Arrest warrants for politicians coming, says State of Law

In a major development the National Iraq News Agency is reporting:

The MP, of the state law coalition, Sadiq al-Labban revealed that "the government would issue arrest warrants against those who instigated and participated in fueling sectarian strife through exploiting the demonstrations to split the Iraqi National Front, noting that among these names, the Finance Minister Rafie al-Issawi. 

This is apparently  another case of Nouri's State of Law political slate being unable to control themselves in public.  In this case, al-Labban has revealed something in existence that Nouri wasn't wanting known just yet.

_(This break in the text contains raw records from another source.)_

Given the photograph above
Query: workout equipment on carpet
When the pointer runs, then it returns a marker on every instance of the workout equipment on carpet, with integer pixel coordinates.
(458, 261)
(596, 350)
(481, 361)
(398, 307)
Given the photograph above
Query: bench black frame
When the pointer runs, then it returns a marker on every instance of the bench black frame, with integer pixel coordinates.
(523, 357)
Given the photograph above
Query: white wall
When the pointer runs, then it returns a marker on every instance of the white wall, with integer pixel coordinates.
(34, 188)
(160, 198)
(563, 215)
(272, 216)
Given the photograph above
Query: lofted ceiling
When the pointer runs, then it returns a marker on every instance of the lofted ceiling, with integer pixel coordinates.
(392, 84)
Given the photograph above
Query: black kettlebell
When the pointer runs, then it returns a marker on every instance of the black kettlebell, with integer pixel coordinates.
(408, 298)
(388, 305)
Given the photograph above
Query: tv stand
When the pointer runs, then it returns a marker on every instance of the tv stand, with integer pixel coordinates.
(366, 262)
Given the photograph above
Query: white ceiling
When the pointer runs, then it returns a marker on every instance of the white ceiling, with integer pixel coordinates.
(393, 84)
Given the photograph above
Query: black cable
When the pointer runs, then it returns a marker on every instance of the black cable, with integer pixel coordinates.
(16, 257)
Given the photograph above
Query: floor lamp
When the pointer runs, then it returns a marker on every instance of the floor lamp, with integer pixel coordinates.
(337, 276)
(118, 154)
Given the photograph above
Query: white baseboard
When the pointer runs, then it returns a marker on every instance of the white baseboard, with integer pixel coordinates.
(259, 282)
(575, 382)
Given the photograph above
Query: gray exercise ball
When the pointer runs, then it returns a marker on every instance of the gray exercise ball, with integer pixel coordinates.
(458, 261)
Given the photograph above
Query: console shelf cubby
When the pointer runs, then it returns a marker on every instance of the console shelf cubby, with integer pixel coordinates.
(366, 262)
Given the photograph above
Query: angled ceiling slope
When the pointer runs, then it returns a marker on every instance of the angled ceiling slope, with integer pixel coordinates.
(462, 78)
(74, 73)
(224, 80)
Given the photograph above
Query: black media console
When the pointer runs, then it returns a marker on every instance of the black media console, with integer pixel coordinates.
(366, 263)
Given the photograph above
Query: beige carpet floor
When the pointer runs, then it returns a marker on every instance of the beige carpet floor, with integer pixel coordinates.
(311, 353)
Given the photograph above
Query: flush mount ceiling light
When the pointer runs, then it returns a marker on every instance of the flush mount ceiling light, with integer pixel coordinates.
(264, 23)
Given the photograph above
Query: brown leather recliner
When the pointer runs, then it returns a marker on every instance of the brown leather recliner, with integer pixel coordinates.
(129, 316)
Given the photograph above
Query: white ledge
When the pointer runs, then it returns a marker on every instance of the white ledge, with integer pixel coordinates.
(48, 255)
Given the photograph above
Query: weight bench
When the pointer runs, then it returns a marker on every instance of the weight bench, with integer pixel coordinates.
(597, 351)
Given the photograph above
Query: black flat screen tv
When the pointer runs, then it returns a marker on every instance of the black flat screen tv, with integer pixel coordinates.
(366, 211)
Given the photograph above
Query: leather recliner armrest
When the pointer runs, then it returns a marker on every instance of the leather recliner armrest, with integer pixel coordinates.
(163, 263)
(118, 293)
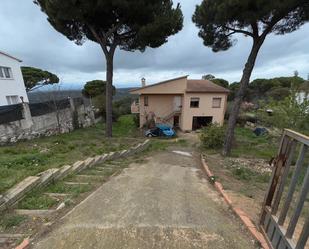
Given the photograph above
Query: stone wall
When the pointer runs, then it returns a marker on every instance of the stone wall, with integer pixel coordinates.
(48, 124)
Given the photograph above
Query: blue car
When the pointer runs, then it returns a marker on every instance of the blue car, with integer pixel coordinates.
(161, 130)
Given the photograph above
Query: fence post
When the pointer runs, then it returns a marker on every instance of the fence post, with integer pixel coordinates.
(27, 115)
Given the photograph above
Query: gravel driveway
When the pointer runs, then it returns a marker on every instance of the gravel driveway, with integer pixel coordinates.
(165, 202)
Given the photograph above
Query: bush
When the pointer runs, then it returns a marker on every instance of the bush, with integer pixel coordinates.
(212, 136)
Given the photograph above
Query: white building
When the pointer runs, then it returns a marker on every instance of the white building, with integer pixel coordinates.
(12, 86)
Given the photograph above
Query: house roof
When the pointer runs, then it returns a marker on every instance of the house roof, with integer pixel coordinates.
(10, 56)
(198, 86)
(159, 83)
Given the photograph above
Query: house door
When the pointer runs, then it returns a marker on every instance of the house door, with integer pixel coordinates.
(177, 103)
(176, 121)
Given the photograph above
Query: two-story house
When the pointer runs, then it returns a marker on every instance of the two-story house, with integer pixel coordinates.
(181, 102)
(11, 81)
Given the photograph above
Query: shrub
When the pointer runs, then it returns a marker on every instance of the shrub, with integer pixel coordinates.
(212, 136)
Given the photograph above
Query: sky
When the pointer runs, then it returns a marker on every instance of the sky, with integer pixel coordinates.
(26, 34)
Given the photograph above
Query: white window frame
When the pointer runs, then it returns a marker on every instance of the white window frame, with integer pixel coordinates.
(213, 102)
(3, 74)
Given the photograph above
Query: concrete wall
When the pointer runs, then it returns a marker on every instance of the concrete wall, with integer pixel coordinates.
(205, 109)
(14, 86)
(44, 125)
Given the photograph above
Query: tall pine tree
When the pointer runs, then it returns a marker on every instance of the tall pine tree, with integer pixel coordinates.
(220, 20)
(127, 24)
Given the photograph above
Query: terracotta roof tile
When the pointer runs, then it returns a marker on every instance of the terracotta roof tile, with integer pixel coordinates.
(204, 86)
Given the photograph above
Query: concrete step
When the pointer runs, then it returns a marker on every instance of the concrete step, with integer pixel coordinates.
(57, 196)
(77, 183)
(13, 235)
(39, 212)
(90, 177)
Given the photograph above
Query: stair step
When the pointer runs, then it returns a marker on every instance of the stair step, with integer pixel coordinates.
(77, 183)
(13, 235)
(57, 195)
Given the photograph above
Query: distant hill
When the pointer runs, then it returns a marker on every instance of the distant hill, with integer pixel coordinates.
(123, 93)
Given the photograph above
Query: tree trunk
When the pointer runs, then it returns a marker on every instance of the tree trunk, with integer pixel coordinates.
(244, 82)
(109, 95)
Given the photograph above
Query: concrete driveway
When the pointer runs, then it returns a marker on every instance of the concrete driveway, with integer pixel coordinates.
(163, 203)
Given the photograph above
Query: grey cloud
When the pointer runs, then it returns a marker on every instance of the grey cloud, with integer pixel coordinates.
(26, 33)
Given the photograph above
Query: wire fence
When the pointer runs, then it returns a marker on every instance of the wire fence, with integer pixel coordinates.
(11, 113)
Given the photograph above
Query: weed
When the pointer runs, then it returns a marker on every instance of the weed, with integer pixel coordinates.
(11, 220)
(37, 201)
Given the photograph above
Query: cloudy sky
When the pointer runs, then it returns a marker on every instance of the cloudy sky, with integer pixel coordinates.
(26, 34)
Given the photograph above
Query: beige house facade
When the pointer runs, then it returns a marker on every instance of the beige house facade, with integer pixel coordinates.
(181, 102)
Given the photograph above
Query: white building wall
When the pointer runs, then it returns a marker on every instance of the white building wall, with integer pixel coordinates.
(301, 97)
(14, 86)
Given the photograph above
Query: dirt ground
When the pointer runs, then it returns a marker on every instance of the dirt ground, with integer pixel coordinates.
(165, 202)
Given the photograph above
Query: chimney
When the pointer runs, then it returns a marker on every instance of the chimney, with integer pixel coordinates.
(143, 82)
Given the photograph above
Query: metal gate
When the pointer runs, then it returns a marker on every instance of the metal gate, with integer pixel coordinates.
(285, 199)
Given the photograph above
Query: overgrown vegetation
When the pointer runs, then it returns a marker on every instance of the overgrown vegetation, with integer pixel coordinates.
(11, 220)
(246, 143)
(212, 136)
(25, 158)
(286, 113)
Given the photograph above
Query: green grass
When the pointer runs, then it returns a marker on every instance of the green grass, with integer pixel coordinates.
(245, 174)
(26, 158)
(37, 200)
(11, 220)
(61, 187)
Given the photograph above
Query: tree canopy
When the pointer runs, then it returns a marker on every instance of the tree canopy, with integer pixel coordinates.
(219, 20)
(35, 77)
(127, 24)
(95, 88)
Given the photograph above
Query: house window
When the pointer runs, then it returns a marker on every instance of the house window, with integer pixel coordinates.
(12, 100)
(145, 100)
(195, 102)
(6, 72)
(216, 102)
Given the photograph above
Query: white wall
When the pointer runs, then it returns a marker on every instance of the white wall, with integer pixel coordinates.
(15, 86)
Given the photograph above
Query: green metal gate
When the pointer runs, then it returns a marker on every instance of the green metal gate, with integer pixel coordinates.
(286, 197)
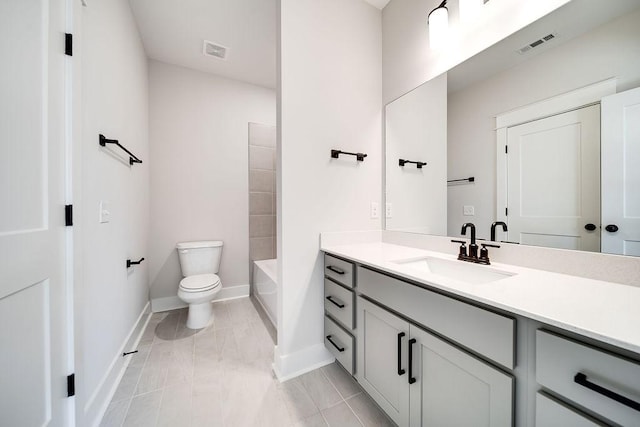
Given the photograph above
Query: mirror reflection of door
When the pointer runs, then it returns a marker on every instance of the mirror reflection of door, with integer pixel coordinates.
(553, 181)
(621, 173)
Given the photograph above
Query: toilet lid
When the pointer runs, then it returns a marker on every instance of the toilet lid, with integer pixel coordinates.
(199, 282)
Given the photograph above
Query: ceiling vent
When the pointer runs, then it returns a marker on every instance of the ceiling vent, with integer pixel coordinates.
(215, 50)
(537, 43)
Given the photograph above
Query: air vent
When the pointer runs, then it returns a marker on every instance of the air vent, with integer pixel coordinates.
(215, 50)
(537, 43)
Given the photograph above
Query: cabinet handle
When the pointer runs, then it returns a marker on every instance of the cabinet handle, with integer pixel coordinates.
(330, 298)
(340, 349)
(581, 379)
(412, 341)
(335, 270)
(400, 370)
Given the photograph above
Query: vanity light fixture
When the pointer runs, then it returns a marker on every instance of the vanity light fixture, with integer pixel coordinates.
(469, 9)
(438, 23)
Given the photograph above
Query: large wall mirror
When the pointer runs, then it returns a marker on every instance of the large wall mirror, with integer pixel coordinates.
(541, 131)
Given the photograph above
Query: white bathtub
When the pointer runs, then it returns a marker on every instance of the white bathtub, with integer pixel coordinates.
(265, 287)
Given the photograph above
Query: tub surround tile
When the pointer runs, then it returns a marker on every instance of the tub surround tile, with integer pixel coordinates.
(261, 158)
(260, 204)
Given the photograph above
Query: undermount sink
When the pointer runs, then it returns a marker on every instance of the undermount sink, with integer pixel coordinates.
(456, 270)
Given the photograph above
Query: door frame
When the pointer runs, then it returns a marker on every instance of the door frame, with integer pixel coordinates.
(568, 101)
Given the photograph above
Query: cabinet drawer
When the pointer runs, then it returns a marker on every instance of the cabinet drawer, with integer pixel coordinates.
(550, 413)
(340, 343)
(339, 270)
(489, 334)
(338, 302)
(559, 361)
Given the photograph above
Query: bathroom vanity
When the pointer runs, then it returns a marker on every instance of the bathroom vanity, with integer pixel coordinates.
(436, 341)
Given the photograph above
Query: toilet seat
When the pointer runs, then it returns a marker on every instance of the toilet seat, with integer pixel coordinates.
(200, 283)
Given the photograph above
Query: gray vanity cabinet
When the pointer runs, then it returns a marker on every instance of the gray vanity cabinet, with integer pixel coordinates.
(419, 379)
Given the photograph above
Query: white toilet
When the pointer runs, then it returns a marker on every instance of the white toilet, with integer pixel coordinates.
(199, 262)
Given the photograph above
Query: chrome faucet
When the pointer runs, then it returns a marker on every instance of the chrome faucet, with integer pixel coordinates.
(473, 248)
(472, 256)
(493, 229)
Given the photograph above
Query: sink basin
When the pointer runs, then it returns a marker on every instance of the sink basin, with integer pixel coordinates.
(458, 270)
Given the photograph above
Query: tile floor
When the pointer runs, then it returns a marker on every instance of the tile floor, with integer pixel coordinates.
(221, 376)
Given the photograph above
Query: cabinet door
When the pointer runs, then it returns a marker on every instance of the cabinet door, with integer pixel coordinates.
(382, 371)
(453, 388)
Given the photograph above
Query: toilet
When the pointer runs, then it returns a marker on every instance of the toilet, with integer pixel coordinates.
(199, 262)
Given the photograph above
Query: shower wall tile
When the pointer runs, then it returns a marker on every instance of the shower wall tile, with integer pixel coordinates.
(262, 191)
(261, 248)
(261, 180)
(262, 135)
(261, 158)
(261, 226)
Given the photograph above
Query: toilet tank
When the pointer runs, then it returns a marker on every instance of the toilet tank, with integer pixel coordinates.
(201, 257)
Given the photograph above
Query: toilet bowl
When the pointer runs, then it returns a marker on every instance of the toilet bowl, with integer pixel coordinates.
(199, 262)
(198, 291)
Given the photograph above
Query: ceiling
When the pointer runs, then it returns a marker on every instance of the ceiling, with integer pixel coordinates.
(173, 31)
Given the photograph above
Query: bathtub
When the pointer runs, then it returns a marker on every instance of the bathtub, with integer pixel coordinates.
(265, 287)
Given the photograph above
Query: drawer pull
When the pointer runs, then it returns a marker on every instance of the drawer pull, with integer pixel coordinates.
(412, 341)
(330, 298)
(581, 379)
(400, 370)
(340, 349)
(335, 269)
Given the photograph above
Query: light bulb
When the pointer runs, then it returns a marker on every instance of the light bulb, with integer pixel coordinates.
(438, 23)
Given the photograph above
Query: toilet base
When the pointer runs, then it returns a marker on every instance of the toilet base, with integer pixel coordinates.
(199, 315)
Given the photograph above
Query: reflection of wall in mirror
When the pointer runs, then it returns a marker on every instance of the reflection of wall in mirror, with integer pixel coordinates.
(611, 50)
(416, 129)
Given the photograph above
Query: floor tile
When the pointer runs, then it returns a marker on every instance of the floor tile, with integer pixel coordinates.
(323, 393)
(144, 410)
(341, 416)
(222, 376)
(368, 412)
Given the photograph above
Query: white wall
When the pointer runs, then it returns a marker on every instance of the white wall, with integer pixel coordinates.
(198, 132)
(109, 299)
(416, 129)
(329, 88)
(408, 60)
(611, 50)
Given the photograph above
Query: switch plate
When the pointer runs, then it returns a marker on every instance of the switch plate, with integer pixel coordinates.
(375, 210)
(105, 213)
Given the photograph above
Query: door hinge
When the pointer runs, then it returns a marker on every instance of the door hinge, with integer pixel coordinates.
(68, 44)
(68, 215)
(71, 385)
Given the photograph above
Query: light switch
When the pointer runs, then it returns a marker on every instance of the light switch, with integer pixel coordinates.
(389, 210)
(105, 213)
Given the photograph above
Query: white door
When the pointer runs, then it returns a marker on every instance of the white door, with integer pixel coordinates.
(33, 339)
(553, 181)
(621, 173)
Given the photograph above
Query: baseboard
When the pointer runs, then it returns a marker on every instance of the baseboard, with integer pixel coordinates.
(101, 398)
(174, 302)
(289, 366)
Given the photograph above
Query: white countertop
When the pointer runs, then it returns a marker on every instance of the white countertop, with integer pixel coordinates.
(604, 311)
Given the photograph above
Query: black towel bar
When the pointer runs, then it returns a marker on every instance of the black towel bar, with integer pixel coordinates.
(336, 154)
(103, 141)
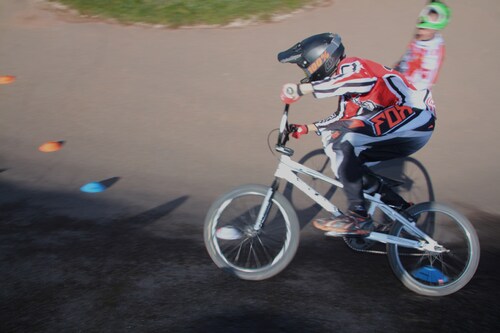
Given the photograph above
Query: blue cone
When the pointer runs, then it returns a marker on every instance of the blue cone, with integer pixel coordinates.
(430, 274)
(93, 187)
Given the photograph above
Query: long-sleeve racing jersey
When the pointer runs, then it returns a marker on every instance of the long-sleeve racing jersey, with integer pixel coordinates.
(365, 89)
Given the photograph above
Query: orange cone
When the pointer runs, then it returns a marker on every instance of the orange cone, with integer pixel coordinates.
(6, 79)
(51, 146)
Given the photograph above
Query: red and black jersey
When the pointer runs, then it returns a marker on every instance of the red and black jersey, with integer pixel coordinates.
(366, 88)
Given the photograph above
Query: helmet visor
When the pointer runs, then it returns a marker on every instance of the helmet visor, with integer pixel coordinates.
(434, 16)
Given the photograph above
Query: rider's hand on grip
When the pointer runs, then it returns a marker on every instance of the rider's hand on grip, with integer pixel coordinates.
(290, 93)
(298, 130)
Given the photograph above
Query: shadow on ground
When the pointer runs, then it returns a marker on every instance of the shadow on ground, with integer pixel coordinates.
(150, 272)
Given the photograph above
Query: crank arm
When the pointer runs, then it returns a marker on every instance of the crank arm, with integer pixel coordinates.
(404, 242)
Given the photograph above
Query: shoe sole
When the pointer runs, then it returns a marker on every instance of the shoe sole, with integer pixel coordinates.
(340, 232)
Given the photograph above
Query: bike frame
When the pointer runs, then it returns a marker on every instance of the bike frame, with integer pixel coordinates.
(290, 170)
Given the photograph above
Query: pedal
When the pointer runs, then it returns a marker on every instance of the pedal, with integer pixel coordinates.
(345, 234)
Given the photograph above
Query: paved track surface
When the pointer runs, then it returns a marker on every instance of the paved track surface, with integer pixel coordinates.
(172, 119)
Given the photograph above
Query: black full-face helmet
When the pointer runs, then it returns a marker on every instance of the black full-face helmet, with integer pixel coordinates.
(318, 55)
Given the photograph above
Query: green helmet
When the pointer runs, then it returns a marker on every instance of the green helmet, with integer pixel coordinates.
(428, 19)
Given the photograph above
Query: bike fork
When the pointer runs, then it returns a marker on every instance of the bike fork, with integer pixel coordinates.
(266, 205)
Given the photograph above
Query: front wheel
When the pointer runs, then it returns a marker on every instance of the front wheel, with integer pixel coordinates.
(236, 247)
(444, 271)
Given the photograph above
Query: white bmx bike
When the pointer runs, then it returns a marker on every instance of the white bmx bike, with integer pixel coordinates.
(253, 231)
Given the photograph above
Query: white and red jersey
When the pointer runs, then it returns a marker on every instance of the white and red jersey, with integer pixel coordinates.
(382, 98)
(422, 61)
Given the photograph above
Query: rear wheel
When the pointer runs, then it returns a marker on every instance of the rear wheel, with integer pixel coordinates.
(236, 247)
(440, 272)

Rafie al-Issawi is a member of Iraqiya, the political slate that came in first in the March 2010 elections (beating Nouri's State of Law).  He is also Sunni.  Nouri's reputation is one for fighting dirty against poltiical opponents.  If the warrants are real, expect things in Iraq to get a lot worse a lot quicker than many anticipated.  If the talk of warrants if false, al-Labban just made some very uninformed remarks that will have huge repurcussions.

NINA quotes Iraqiya MP Wissal Saleem stating:

The statements of the State of Law coalition's MPs about arrest warrants against the leader of the Iraqiya, Finance Minister Rafie al-Issawi is dangerous [and]  if they have court orders issued by their courts, this is another subject.  We do not know the basis that the state of law coalition's MP is authorized to talk about an arrest warrant while the judiciary did not say anything about it, indicating that the goal is to create new crises after failing of the Government.   These remarks will lead to a backlash, especially at this critical juncture, through which the Iraqi state is passing.

The month of February is winding down.  Through yesterday, Iraq Body Count counts 313 violent deaths in Iraq this month.  That leaves two more days for them to count (today and tomorrow).  And violence is already being reported today. All Iraq News reports that the Mosul Municipality Department's head of Human Resources, Nadhim Khalaf, was shot dead in front of his home and a Baghdad grocery bombing left two people injured.  In addition, they note that a missile has targeted a police station in south Kirkuk.  National Iraq News Agency notes that the beheaded corpse of a 15-year-old male was discovered in Falluja, and, late last night, a stun grenade was tossed at the Basra home of attorney Tariq Jaber.  Also late last night, Alsumaria reports that a person sitting in Baghdad's Cafe Hurriya was shot dead by unknown assailantsAlsumaria also says the corpse discovered in Falluja was that of a 17-year-old male.

Now let's flashback to recent press.  Remember this February 14th headline "French journalist freed from detention in Iraq after outcry"?  Didn't happen.  As noted in Monday's snapshot, the French Foreign Minister met with Iraq's Ambassador in France on Monday to discuss the status of journalist Nadir Dendoune who was not being allowed to leave Iraq despite supposedly being 'released.'  Nadir was arrested for the 'crime' of reporting.  Al Mada carries an AFP article that states the judiciary has dismissed the case against Nadir and that this means he can leave Iraq.  We shall see.  All Iraq News quotes Muayad al-Lamy, the head of the Iraq Journalists Syndicate, stating, "The Iraqi judicial authority decided to dismiss the lawsuit that was filed against the French journalist and the Iraqi person accompanying him and to hand him over all his personal stuff.  The Journalist Syndicate continued its efforts in coordination with the Journalist Association of France and the French Embassy in Iraq in addition to the concerned authorities including the Iraqi judicial authority, to close the lawsuit permanently and all its related items."